“I used to think that the saddest thing about these days was that one day we’d look back and remember nothing but the sadness. The saddest thing, as it turns out, is that we may not remember these days at all once they’ve gone their way, leaving each of us with a conscience full of names and nothing to name, not a single image left.” Dionisio Martinez
I read Dionisio Martinez’ stunning poetry collection History as a Second Language in the early days of COVID, in May of 2020, and this quote has stuck with me over the years. I think a lot about time and memory, and how trauma messes with both, not only while the trauma is happening but in how we relate to the world after.
I let this blog go dormant in late 2021 – although I’d been inconsistent for a while before that – as part of a bigger malaise, partly having to do with COVID but more with the weight of my own sadness and stagnation. I was working, slowly and steadily, toward goals that I knew would improve my life in major ways – I’d finished grad school and gotten a professional job and was making inroads on financial goals, I had started househunting in early 2020. But I hit setbacks that forced me to shelve that ambition for a while. The job was great, but demanding, and I had set goals that I found I could not achieve in my art practice, in the SCA, in picking back up my long-term educational goals. For a long time, it felt like every time I thought I was close to a big, meaningful change, it would get pushed a little further out, and I found myself in a very hopeless place.

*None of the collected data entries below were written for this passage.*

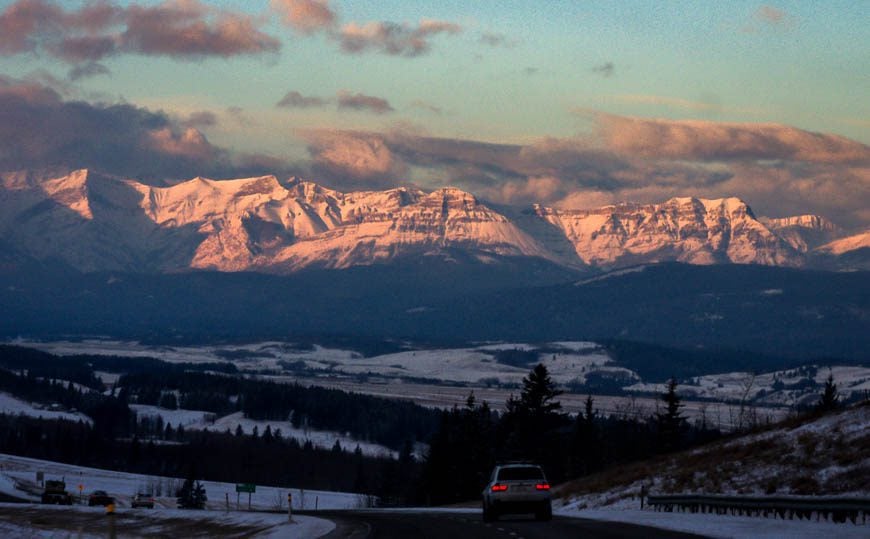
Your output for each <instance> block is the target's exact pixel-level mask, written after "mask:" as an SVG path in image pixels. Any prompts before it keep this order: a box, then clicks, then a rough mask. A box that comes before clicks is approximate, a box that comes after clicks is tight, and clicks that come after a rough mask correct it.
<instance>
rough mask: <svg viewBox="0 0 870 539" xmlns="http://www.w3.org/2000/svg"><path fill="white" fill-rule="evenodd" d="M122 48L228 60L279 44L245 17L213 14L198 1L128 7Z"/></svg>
mask: <svg viewBox="0 0 870 539" xmlns="http://www.w3.org/2000/svg"><path fill="white" fill-rule="evenodd" d="M126 25H127V28H126V30H125V31H124V32H123V34H121V43H122V45H121V48H122V49H124V50H128V51H133V52H138V53H141V54H148V55H164V56H172V57H182V58H203V57H206V56H220V57H225V58H226V57H230V56H236V55H240V54H260V53H264V52H274V51H277V50H278V49H279V48H280V46H281V45H280V42H279V41H278V40H277V39H275V38H273V37H271V36H268V35H266V34H264V33H263V32H261V31H259V30H258V29H257V28H256V25H255V21H254V19H253V18H252V17H249V16H247V15H242V14H237V13H231V12H228V11H216V10H214V9H212V8H209V7H207V6H206V5H204V4H202V3H200V2H198V1H197V0H181V1H177V2H164V3H163V4H160V5H158V6H156V7H139V6H135V5H134V6H130V7H129V8H128V9H127V13H126Z"/></svg>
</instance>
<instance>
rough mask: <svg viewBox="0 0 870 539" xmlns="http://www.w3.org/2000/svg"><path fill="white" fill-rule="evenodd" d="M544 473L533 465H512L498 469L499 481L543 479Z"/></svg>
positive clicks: (534, 479) (517, 480)
mask: <svg viewBox="0 0 870 539" xmlns="http://www.w3.org/2000/svg"><path fill="white" fill-rule="evenodd" d="M543 478H544V473H543V472H542V471H541V469H540V468H537V467H535V466H512V467H510V468H502V469H501V470H499V471H498V479H499V480H500V481H522V480H537V479H543Z"/></svg>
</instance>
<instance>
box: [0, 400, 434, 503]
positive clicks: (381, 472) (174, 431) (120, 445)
mask: <svg viewBox="0 0 870 539" xmlns="http://www.w3.org/2000/svg"><path fill="white" fill-rule="evenodd" d="M134 430H136V429H134ZM142 430H143V431H144V430H147V428H145V429H142ZM407 447H410V446H407ZM407 447H406V450H405V451H404V452H402V453H401V455H400V457H399V459H387V458H372V457H368V456H365V455H364V454H363V453H362V452H361V451H360V450H359V448H353V447H351V448H342V447H341V446H339V445H336V446H335V447H333V449H331V450H330V449H319V448H316V447H313V446H312V445H311V443H310V442H308V443H305V444H301V445H300V444H299V443H298V442H297V441H296V440H294V439H288V438H285V437H283V436H282V435H281V433H280V431H278V430H276V431H274V432H273V431H272V430H271V428H267V429H265V432H263V433H262V434H259V433H258V434H243V433H240V432H237V433H229V432H226V433H214V432H206V431H187V432H185V431H184V429H183V428H176V429H172V428H171V427H169V428H168V429H167V430H164V431H163V435H161V436H160V437H156V438H148V439H142V438H140V437H139V436H138V435H137V434H134V435H133V437H132V438H113V437H106V436H102V435H101V434H100V432H99V431H98V430H97V429H95V428H94V427H92V426H91V425H88V424H87V423H84V422H78V423H75V422H71V421H62V420H43V419H37V418H31V417H24V416H9V415H2V414H0V452H3V453H10V454H14V455H22V456H28V457H32V458H40V459H46V460H51V461H57V462H64V463H68V464H74V465H79V466H92V467H97V468H104V469H113V470H119V471H125V472H132V473H141V474H146V475H160V476H168V477H191V476H193V477H197V478H205V479H208V480H212V481H223V482H228V483H255V484H258V485H271V486H282V487H286V486H291V485H292V486H293V487H297V488H306V489H322V490H338V491H344V492H359V493H366V494H373V495H376V496H379V497H380V498H381V499H382V500H385V501H390V500H393V501H395V500H403V499H406V498H407V497H408V495H409V492H408V489H409V488H411V486H410V485H409V484H408V482H407V478H408V477H415V476H417V475H418V471H417V468H418V467H419V464H418V463H416V462H415V460H414V459H413V457H412V456H411V454H410V452H409V451H408V450H407Z"/></svg>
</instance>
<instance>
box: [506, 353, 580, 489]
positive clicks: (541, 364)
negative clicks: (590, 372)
mask: <svg viewBox="0 0 870 539" xmlns="http://www.w3.org/2000/svg"><path fill="white" fill-rule="evenodd" d="M561 394H562V392H561V391H559V390H558V389H556V384H555V383H554V382H553V380H552V378H550V374H549V372H547V368H546V367H545V366H544V365H543V364H541V363H539V364H538V365H537V366H535V367H534V368H533V369H532V370H531V372H529V374H528V376H526V377H525V378H524V379H523V390H522V392H521V393H520V396H519V398H515V397H513V396H511V398H509V399H508V401H507V403H506V412H505V415H504V418H503V420H502V421H501V423H500V425H499V430H500V437H501V440H502V442H503V447H504V454H502V455H501V456H502V457H504V458H510V459H531V460H535V461H537V462H548V463H550V468H549V470H548V472H550V471H557V470H555V467H556V466H558V467H562V466H564V464H565V463H564V462H557V461H562V460H563V459H560V458H551V457H554V455H555V454H556V453H562V454H564V453H565V451H564V450H562V448H561V447H560V445H561V444H562V442H563V440H559V437H560V430H561V429H562V427H567V426H568V425H569V423H568V419H567V416H565V414H562V413H561V412H560V410H561V409H562V405H561V403H560V402H559V401H557V400H555V398H556V397H558V396H559V395H561ZM555 475H560V474H559V473H556V474H555Z"/></svg>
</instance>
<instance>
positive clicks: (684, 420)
mask: <svg viewBox="0 0 870 539" xmlns="http://www.w3.org/2000/svg"><path fill="white" fill-rule="evenodd" d="M661 398H662V400H663V401H664V402H665V410H664V412H660V413H659V414H658V415H657V416H656V423H657V425H658V431H659V448H660V450H661V451H662V452H663V453H667V452H669V451H675V450H677V449H679V448H680V445H681V443H682V434H683V432H682V431H683V427H684V425H685V422H686V420H685V418H684V417H683V415H682V412H680V409H681V408H682V407H683V405H682V404H681V400H682V399H680V396H679V395H677V379H676V378H671V379H670V380H668V385H667V389H666V390H665V392H664V393H663V394H662V397H661Z"/></svg>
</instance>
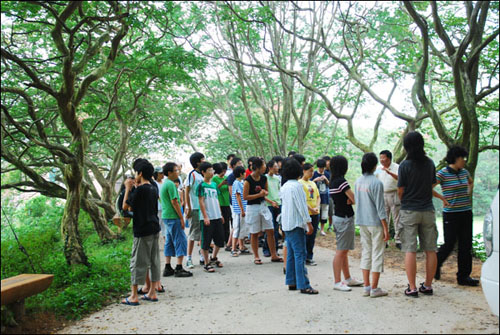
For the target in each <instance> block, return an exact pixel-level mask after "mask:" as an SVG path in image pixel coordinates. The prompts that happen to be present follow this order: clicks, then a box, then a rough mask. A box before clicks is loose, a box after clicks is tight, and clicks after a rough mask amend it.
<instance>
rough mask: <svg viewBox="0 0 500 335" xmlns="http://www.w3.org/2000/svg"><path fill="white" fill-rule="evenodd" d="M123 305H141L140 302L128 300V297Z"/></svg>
mask: <svg viewBox="0 0 500 335" xmlns="http://www.w3.org/2000/svg"><path fill="white" fill-rule="evenodd" d="M121 303H122V304H123V305H129V306H139V305H140V304H139V303H138V302H130V301H128V298H125V301H122V302H121Z"/></svg>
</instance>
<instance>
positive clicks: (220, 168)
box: [212, 163, 226, 177]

And a big part of being in a hopeless place, and not being able to get out of it, was detachment. I slogged through many gray days, one like the other, and sometimes came up for air to find that seasons had passed without my really noticing. The dark times dragged on and on I just felt more bleak and lost and struggled to hold on to hope, and blog posts became fewer and far between, less substantial, and finally fell off altogether. I stopped posting on social media. I stopped even trying to connect with friends. I hibernated, alone in my blanket of sadness, for a really, really long time.
So many people experienced time distortions during COVID; I was already experiencing that, and it got worse. I was lost in my own head. I have very little memory of that time; it seemed to pass so slowly, but it’s compressed in hindsight, a handful of snapshots interspersed amongst a grey fog of what could have been months or forever.
But I kept afloat for a long time on sheer gritty stubbornness. I was still hanging on, still doing the work, and when the good things did start to happen, I didn’t trust enough to talk about it,
A little over a year ago I finally bought a house. I knew that would change everything, and it did. But not right away.
I thought, “I’ll blog about the house! I’ll document the renovations and the work on the property! I’ll tell the story of how I turned this grubby little former rental into my dream cottage and art space and there will be interesting things happening all the time and that will give me focus to write and I’ll write my way back to myself and it will be wonderful.”
But – surprise! Renovations are exhausting. The job is still demanding. I’m a woman in my mid-fifties going it alone on a limited budget, and everything takes forever, and while I can see where I’m headed, pictures – more often than not – don’t do it justice. I keep thinking, “I’ll start blogging again soon, but not quite yet.” And somehow a year passed, and the moment to say I’m going to use the house as a springboard to start writing again passed too. And I realize there never going to be a right time; there is only the time I choose.
I’m much, much happier than I was a couple of years ago, I’m healthier, I’m slowly (slowwwwly) working my way back to being connected to my community again, but I’m still struggling with that detachment and time haze. I don’t lose seasons anymore, but I often lose days and weeks. I need to work on being present, I need to work on capturing and remembering the moments of my life and staying grounded, and so I need to write.








Some things that have kept me going the last few years: hikes and walks, art, a few precious trips to look forward to (Florida, Spain, Hawaii), and the sweet, beautiful creature who shares my life now.